New evidence from Amnesty International and Forbidden Stories shows the Rwandan government used NSO Group spyware to monitor more than 3,500 activists, journalists and politicians. The phone of Paul Rusebagina’s daughter Karine Kanimba was also infected. Rusabagina has gained a lot of fame through the film Hotel Rwanda.
NSO Group’s spyware plays a role in massive human rights violations around the world, according to a major investigation into the leak of 50,000 phone numbers that are potential targets of surveillance. These include the head of state, activists and journalists and the family of Jamal Khashoggi.
The Pegasus Project is a leading partnership of over 80 journalists from 17 media organizations in ten countries. The project is being coordinated by Forbidden Stories, a Paris-based media NGO. Forbidden Stories will receive technical support from Amnesty International, which has tested mobile phones with advanced equipment to detect traces of spyware.
surveillance in belgium
It was announced yesterday that since 2016, Rwandan authorities have hacked the phones of more than 3,500 activists, journalists, political opponents, foreign politicians and diplomats using NSO’s Pegasus software. Some of the calls were from Paul Rusebagina’s daughter Karine Kanimba and people close to her. Kanimba lives in Belgium.

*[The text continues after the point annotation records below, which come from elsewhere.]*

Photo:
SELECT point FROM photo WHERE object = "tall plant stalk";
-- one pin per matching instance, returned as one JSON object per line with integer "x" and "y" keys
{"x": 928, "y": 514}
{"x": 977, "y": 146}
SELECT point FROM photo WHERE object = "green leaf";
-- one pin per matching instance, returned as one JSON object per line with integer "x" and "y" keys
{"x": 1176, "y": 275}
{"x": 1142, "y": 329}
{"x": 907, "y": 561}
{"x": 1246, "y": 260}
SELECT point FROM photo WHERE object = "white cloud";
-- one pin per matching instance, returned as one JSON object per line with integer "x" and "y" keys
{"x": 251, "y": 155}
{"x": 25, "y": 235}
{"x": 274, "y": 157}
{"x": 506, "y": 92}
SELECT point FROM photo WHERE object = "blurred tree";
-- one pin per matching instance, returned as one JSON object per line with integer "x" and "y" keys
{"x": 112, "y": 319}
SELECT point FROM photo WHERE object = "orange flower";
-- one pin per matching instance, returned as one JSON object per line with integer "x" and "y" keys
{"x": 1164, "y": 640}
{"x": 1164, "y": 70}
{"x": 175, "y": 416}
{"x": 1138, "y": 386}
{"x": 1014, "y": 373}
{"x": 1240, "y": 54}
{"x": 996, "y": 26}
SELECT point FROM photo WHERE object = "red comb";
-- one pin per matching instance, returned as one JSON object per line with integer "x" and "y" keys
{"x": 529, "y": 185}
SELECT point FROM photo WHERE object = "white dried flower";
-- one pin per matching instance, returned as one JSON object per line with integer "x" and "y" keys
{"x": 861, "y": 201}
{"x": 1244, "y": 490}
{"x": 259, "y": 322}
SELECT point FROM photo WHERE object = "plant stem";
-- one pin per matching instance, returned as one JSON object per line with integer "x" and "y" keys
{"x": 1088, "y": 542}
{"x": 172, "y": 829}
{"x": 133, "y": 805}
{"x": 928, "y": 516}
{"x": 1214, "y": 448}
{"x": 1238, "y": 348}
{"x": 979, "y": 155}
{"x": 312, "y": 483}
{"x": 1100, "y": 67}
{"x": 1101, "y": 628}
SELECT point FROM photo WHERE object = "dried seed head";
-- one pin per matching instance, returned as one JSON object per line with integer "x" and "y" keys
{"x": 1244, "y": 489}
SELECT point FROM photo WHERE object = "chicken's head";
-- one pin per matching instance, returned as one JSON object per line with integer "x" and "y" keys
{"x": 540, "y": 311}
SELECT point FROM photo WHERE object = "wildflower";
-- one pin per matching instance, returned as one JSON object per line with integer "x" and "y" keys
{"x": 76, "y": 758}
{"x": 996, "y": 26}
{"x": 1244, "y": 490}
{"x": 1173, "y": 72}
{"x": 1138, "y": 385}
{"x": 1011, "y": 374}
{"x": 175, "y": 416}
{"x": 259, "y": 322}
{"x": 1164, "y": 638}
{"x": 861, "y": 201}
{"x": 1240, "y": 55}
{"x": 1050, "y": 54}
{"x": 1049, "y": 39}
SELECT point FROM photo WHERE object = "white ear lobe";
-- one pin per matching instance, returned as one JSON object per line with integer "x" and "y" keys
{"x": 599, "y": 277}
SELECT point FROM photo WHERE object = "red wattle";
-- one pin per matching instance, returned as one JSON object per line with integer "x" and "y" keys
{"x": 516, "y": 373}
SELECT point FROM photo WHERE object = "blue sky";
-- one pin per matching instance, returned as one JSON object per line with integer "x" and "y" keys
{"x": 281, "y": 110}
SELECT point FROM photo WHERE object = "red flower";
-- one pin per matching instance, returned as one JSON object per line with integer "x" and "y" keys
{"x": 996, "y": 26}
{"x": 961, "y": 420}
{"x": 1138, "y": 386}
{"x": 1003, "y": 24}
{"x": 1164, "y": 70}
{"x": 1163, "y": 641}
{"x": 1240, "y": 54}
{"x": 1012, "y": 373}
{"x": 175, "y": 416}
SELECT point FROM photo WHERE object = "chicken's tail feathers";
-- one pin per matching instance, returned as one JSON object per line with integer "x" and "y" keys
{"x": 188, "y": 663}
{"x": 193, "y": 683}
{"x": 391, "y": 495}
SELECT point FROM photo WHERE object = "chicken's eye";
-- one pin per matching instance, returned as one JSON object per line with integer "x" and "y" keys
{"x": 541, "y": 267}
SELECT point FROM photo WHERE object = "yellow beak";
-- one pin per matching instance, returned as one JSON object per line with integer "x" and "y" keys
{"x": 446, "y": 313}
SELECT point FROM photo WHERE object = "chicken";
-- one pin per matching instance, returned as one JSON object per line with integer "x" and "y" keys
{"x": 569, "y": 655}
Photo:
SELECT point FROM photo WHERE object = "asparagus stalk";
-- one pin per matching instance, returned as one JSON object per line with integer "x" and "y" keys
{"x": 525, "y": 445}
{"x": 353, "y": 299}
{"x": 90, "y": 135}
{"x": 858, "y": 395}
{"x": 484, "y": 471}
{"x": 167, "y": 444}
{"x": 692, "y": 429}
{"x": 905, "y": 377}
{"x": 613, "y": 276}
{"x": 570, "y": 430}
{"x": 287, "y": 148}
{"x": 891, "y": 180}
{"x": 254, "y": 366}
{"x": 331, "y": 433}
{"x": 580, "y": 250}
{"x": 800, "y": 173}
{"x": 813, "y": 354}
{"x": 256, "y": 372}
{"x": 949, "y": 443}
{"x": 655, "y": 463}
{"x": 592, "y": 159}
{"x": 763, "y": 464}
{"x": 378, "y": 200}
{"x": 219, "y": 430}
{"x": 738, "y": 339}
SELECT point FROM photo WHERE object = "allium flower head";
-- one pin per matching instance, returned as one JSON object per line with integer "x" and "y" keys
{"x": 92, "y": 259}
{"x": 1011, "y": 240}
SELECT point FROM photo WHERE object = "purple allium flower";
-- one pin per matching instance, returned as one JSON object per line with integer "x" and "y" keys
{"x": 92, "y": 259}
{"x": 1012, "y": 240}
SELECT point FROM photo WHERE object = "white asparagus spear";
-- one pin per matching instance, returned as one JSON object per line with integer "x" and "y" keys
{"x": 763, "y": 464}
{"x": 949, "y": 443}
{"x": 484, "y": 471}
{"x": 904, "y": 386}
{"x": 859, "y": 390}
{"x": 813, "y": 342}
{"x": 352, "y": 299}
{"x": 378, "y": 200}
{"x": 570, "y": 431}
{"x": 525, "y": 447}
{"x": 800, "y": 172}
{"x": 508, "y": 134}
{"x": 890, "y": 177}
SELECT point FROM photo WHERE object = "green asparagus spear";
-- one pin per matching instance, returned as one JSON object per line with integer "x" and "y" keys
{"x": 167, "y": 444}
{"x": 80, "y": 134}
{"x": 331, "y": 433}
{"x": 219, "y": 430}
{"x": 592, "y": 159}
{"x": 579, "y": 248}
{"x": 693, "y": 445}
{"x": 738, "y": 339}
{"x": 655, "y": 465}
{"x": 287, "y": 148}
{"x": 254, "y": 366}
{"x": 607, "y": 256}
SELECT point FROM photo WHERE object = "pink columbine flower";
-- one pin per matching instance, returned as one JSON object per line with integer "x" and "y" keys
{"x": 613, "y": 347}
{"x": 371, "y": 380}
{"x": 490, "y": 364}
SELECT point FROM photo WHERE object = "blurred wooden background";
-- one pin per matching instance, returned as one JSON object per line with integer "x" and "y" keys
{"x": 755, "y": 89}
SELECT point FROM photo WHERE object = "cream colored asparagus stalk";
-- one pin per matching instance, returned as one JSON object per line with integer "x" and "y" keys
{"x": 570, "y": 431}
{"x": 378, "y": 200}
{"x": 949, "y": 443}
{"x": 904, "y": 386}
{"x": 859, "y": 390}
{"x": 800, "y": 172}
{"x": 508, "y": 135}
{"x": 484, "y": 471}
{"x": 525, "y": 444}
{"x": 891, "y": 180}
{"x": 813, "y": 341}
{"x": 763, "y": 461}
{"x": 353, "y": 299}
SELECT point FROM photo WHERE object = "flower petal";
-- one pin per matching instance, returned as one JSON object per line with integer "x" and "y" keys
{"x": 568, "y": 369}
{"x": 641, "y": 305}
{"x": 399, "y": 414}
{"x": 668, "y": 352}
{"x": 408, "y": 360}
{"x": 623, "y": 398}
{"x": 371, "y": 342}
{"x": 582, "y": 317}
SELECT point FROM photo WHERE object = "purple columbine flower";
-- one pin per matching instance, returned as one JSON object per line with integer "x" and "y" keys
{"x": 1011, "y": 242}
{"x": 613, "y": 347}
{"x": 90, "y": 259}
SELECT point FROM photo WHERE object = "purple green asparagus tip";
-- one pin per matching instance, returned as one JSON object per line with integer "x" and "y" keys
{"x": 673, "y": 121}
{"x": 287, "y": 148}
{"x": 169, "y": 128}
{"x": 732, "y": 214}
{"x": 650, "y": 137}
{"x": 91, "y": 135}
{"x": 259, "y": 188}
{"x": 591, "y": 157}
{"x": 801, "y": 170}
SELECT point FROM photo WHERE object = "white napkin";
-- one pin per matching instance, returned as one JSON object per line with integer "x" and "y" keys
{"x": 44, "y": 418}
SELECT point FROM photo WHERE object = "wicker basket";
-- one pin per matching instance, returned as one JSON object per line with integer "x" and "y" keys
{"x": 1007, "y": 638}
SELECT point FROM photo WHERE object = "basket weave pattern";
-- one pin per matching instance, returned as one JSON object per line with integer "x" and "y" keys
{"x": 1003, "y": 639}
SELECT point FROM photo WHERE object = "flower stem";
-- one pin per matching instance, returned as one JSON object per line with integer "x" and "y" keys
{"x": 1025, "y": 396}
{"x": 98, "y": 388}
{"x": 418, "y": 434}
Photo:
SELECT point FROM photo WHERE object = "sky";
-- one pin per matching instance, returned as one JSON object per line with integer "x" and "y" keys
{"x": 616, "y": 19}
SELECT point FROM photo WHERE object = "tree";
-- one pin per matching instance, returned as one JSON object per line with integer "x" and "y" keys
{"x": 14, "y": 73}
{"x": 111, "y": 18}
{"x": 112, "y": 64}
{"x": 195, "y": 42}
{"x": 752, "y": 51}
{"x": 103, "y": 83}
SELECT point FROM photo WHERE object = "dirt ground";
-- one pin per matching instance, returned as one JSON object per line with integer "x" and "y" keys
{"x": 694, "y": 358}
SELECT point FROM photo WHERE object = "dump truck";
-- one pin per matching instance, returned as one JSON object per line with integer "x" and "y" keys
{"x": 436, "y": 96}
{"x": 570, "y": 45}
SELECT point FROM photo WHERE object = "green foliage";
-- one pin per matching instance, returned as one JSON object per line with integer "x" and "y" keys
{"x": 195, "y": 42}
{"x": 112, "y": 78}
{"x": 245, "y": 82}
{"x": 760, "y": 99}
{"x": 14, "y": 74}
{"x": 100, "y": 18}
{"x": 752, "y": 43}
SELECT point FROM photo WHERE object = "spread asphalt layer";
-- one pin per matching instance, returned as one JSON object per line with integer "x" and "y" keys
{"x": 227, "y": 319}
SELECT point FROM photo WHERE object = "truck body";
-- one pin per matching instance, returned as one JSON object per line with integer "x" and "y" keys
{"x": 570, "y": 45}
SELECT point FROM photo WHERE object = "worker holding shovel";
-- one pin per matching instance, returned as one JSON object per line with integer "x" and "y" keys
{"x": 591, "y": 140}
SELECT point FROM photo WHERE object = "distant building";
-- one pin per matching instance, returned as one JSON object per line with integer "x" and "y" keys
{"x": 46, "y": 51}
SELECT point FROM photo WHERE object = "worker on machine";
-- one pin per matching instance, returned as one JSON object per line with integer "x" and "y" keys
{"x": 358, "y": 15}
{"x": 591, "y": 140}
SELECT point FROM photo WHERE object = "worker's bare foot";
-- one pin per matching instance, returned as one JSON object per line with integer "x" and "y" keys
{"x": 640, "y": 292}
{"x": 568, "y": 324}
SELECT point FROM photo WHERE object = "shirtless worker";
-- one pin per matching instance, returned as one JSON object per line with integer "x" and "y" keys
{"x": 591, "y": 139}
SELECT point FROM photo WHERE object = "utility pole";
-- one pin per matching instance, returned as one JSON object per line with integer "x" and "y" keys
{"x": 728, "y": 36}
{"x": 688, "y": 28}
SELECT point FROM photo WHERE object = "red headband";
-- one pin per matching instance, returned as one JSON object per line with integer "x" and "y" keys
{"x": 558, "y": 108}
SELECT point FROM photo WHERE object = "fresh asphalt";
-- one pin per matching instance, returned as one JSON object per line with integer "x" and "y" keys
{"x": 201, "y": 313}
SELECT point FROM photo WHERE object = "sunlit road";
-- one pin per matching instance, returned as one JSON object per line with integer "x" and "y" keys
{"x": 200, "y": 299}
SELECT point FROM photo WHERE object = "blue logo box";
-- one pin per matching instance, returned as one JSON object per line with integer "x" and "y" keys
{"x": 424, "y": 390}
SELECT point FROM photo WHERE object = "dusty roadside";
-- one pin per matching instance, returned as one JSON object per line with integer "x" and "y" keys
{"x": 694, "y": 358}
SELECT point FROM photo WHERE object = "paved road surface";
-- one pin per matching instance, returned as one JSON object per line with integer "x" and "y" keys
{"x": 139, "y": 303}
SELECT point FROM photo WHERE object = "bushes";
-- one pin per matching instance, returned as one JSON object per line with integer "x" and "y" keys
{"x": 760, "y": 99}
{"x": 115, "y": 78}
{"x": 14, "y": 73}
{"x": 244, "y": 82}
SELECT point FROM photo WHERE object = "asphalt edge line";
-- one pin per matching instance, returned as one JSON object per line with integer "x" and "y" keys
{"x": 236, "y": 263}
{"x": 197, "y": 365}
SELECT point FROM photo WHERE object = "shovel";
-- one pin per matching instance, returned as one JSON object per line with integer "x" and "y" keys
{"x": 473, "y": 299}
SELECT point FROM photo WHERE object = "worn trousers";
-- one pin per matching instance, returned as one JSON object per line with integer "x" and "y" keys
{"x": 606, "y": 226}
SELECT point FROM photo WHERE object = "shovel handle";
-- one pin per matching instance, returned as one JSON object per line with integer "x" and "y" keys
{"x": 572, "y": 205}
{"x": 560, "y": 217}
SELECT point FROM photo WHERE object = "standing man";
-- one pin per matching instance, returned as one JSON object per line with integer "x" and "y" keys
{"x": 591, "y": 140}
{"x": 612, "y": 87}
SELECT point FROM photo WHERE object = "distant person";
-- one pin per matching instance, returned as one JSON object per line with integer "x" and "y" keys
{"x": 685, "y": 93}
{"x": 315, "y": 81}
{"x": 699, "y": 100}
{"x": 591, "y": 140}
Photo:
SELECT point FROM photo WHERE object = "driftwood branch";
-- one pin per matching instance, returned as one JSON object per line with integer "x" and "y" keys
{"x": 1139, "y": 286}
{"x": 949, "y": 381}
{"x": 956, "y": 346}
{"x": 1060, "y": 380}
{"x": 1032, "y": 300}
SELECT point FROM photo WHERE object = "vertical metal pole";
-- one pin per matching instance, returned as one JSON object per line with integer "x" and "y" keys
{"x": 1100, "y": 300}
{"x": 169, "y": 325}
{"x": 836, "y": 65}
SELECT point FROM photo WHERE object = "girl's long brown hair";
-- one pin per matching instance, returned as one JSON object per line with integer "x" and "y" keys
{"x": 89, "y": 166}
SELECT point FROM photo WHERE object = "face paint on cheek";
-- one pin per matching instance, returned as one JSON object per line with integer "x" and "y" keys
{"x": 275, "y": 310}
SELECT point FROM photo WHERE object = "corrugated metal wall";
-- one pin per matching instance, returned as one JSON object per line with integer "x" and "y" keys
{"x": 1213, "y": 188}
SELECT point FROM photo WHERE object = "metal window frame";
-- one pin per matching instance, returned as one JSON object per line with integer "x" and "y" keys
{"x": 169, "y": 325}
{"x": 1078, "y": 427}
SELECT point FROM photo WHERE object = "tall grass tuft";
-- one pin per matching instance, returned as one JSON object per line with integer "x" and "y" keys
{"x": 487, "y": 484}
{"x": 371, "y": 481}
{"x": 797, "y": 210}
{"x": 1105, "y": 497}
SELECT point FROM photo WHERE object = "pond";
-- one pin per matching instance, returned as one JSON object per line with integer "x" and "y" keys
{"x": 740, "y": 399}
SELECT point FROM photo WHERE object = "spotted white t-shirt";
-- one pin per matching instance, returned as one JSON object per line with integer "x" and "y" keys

Rusebagina became famous through the film Hotel Rwanda, which is based on events from his own life during the Rwandan genocide. He is currently in custody in the Rwandan capital Kigali and is facing a life sentence for terrorism charges.
Pension funds also earn from
Israeli surveillance technology company NSO Group is funded by leading private equity firms Novalpina Capital and Francisco Partners, with a number of investors behind it. In the United Kingdom and the United States, pension funds have interests in a company that violates human rights.
“Due to the heavy burden of evidence, NSO Group cannot maintain that its products are only used against criminals,” said Amnesty Secretary General Agnes Callamard. The company must immediately stop selling its equipment to human rights defenders and countries that illegally spy on journalists. The surveillance area is going far beyond its limits. States should impose a worldwide ban on the sale, transport and use of surveillance equipment until rules that respect human rights are in place.